The summer-solstice event began 30 years ago in Paris as Fête de la Musique. Over time, it morphed into an informal national holiday in France and spread to 110 countries, from Egypt to Vietnam to Chile. Make Music New York originated five years ago, and now we join the global bash with Make Music Chicago. Hey, you can never be too late to a party.
At press time, the schedule of free, often interactive concerts was still shaping up, but some things were already set—including a three-hour St. James Episcopal Cathedral (65 E Huron St) finale, with music both outside and inside the grand Episcopalian church. Here’s a peek at a few more interesting confirmed events.
Daley Plaza, 118 N Clark St; noon–1:15pm
Former band geeks: Ever wanted to participate in a marching-band flash mob? Well, lunchtime in the Loop kicks off with Sousapalooza. Bring your instrument to play four famous Sousa marches, including “Stars and Stripes Forever.” (Download the set list and public-domain sheet music.) Not a tuba or trombone player? No worries: Immediately following is a sing-along of beloved opera and show tunes (shower not included), ranging from Verdi’s “La donna è mobile” to Gershwin’s “Summertime” to Larson’s “Seasons of Love.”

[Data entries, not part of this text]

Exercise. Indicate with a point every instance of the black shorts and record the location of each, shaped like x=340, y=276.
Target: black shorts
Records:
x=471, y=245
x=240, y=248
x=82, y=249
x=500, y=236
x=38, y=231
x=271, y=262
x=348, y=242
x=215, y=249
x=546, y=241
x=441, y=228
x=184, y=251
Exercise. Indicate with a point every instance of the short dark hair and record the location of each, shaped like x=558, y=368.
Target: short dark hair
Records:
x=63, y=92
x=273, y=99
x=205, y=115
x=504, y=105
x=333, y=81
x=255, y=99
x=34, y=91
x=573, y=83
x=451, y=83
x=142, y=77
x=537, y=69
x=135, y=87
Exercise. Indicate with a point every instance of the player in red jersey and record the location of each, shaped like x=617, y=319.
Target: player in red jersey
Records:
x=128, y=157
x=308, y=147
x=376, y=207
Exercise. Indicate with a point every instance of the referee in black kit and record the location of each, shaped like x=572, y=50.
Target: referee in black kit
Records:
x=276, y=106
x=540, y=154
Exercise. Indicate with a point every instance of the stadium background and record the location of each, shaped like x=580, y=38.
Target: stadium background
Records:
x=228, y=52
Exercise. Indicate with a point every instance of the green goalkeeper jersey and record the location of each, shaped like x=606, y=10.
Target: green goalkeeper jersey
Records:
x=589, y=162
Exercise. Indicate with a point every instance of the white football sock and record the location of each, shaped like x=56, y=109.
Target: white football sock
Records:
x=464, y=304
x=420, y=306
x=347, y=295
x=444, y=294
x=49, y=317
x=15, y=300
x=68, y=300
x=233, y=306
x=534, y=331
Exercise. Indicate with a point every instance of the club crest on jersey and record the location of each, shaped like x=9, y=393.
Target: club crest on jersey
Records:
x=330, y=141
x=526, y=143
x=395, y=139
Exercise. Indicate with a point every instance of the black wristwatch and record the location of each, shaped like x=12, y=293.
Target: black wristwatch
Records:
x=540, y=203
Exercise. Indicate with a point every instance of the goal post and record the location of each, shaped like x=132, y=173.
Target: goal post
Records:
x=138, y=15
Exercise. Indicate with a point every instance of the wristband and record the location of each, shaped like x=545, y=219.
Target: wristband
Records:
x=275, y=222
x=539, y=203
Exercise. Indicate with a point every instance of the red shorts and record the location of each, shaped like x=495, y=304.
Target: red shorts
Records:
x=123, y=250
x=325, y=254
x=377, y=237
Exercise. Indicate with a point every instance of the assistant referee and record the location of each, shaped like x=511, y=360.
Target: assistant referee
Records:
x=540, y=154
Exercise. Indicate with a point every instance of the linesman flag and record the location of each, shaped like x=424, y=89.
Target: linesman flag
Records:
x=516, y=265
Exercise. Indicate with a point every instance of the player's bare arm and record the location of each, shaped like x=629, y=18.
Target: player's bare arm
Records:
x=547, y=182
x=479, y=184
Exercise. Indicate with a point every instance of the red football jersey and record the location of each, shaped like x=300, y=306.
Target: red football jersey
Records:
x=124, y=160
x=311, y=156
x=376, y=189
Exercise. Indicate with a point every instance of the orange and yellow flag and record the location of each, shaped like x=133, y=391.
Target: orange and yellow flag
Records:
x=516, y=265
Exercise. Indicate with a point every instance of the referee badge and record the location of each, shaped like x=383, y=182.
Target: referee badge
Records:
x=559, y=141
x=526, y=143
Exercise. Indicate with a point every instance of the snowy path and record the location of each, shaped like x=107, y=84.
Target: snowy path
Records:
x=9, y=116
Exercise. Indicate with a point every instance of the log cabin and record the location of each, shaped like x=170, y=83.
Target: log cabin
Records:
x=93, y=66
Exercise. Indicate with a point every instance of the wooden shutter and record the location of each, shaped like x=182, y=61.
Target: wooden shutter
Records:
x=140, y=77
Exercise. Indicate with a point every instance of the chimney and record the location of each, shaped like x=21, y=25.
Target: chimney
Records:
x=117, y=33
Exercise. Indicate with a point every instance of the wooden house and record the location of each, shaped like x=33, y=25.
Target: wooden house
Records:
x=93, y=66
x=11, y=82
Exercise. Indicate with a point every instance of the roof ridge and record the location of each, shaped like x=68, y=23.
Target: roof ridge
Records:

Prudential Plaza, Randolph St and Stetson Ave; 1–1:30pm
Don’t mope, folksters—Sousapalooza might not be your bag, but this handsome outdoor plaza (just north of Millennium Park’s Pritzker Pavilion) hosts the DIY concert Guitar Jam. Come strum to your heart’s content with dozens—maybe even hundreds!—of other guitarists. (A set list, plus a link to chords and lyrics, is here.)
Apple Store Lincoln Park; 801 W North Ave; time TBA
Have toy piano, will travel. Adam Marks—member of the acclaimed chamber group Fifth House Ensemble—performs the aptly named, eight-minute “John Cage Suite for Toy Piano” with his tiny 25-key Schoenhut piano, which his brother customized to look like Van Halen’s guitar.
Belmont Harbor, just south of Belmont Ave; 8–9pm
Before an after-dusk outdoor screening of Dirty Dancing, Make Music Chicago offers karaoke for all American Idol–wanna-bes. What will you choose: a duet featuring “The Time of My Life” or a solo version of “She’s Like the Wind”? (It’s a ballsy move to try to top the Swayze.)